En premier lieu, notre réflexion n’a de sens qu’en relation avec nos axes de luttes que l’élection doit prolonger et avec la perspective politique que nous portons.
Cela implique déjà d’écarter toute hypothèse de candidature unique de la gauche, derrière la social-démocratie.
Les méfaits du système présidentiel s’étendent à toute la vie politique. A la « gauche de la gauche », nous avons déjà vécu avant 2007 la concurrence lamentable que se sont livrée plusieurs « personnalités ». Pour 2012, Mélenchon n’est pas le seul prétendant sur les rangs.
Cette logique de « concours de miss » rabaisse le combat politique à des combines politiciennes et laisse en définitive la décision aux sondages et à la complaisance des media.
Après l’échec interminable et paralysant des « Collectifs antilibéraux », la candidature tardive, presque à contre cœur de Marie-George Buffet, candidate de la « gauche populaire antilibérale », alors en congé de direction du PCF, en 2007, a abouti au désastre que l’on sait.

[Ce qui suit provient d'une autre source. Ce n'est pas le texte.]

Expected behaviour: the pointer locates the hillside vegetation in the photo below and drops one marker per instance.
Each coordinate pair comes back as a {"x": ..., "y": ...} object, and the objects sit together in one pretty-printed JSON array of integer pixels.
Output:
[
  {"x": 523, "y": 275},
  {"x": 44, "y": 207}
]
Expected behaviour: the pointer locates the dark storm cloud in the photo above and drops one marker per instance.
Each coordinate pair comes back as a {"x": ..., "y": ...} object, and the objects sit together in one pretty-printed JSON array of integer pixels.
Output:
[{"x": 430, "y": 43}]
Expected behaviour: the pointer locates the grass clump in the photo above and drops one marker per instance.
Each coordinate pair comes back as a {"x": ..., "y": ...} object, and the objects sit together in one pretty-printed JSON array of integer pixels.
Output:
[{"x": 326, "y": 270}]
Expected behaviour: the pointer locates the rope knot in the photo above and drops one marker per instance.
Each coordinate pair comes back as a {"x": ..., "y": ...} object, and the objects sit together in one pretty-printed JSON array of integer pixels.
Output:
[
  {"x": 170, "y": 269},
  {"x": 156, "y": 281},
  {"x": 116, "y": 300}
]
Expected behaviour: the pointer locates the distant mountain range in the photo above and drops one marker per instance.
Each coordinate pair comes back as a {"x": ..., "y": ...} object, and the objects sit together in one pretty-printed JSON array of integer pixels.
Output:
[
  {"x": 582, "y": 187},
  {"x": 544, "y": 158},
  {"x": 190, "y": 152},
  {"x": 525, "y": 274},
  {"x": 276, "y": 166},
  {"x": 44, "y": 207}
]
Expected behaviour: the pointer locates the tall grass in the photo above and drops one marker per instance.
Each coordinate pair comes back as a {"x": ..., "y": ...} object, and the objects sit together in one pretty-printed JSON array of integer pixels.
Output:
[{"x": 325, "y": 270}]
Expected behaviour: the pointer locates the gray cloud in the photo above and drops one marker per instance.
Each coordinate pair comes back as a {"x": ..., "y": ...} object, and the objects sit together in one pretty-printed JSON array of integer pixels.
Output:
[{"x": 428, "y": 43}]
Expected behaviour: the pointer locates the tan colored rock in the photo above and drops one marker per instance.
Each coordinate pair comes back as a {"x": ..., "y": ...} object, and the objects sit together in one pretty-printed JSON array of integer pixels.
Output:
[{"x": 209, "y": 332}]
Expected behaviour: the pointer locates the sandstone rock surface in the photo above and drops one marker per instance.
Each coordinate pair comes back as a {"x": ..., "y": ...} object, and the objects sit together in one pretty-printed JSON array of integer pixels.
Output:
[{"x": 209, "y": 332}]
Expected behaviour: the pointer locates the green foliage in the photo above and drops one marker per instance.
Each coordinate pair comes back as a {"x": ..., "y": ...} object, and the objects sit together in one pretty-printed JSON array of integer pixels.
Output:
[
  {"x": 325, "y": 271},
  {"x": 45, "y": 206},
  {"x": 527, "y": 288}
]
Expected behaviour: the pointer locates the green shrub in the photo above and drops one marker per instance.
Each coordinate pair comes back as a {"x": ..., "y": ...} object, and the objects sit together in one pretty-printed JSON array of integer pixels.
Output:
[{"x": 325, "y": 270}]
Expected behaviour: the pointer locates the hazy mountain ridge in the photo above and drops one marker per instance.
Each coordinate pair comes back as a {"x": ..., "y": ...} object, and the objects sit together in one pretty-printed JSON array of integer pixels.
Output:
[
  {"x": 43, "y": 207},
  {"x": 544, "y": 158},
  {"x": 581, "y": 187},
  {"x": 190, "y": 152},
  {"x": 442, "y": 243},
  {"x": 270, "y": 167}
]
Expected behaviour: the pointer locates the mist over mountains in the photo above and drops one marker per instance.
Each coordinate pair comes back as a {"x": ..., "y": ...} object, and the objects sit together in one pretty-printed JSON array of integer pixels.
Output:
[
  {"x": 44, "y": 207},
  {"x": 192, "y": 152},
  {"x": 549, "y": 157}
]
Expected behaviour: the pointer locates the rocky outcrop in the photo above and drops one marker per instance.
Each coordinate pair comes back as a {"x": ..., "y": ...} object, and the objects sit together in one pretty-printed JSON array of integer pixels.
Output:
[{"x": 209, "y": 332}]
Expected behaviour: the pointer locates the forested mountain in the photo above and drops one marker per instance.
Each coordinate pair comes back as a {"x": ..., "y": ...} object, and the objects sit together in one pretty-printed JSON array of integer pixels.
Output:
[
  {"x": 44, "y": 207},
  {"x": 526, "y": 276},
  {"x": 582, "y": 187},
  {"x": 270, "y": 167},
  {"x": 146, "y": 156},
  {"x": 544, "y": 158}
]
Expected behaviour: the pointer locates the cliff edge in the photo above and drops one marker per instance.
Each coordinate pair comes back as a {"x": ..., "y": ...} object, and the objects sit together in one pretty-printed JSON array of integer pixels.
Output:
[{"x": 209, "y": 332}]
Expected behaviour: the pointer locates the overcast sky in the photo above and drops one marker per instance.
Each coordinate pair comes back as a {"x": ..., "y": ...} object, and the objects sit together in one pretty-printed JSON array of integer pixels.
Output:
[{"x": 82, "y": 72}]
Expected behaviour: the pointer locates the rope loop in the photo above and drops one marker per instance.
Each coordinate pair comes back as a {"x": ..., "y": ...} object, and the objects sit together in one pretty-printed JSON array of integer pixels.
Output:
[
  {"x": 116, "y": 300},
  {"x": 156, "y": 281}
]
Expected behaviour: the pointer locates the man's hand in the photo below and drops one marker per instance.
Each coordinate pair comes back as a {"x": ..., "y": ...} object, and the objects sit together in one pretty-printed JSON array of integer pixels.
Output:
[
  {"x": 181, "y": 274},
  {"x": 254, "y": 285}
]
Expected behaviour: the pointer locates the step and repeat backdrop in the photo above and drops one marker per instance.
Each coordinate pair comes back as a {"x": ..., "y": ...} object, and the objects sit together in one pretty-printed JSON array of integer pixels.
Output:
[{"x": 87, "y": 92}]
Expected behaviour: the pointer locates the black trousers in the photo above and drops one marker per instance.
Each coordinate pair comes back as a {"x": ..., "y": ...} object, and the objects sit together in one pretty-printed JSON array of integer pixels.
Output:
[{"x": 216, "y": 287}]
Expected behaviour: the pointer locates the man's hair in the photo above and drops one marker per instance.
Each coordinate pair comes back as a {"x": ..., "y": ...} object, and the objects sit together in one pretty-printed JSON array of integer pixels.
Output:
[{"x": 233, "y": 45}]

On l’a vu aussi plus haut, la question de l’affirmation du PCF, en tant que tel, est également une question majeure, contre le processus d’effacement. Nous refusons que des élections servent de moyen pour forcer un processus de recomposition politique effaçant et affaiblissant le PCF et son expression.
Pour toutes ces raisons, dans cette situation précise, notre parti doit annoncer la présence d’une candidature du PCF, de rassemblement, aux présidentielles de 2012, dont il choisira le nom au congrès ordinaire de juin 2011.
Pour les mêmes raisons, pour les élections cantonales et législatives, dans le respect des prérogatives statutaires des organisations du Parti, nous nous prononçons pour des candidatures de rassemblement, communistes ou apparentées, présentées par le PCF.
L’existence d’un groupe communiste à l’Assemblée nationale est un enjeu primordial. Le nouveau règlement a ramené à 15 le nombre d’élus nécessaire pour constituer un groupe. Il n’y a plus aucun prétexte possible pour que le groupe où siègent actuellement les députés communistes ignore toute référence communiste et fasse la part belle aux Verts.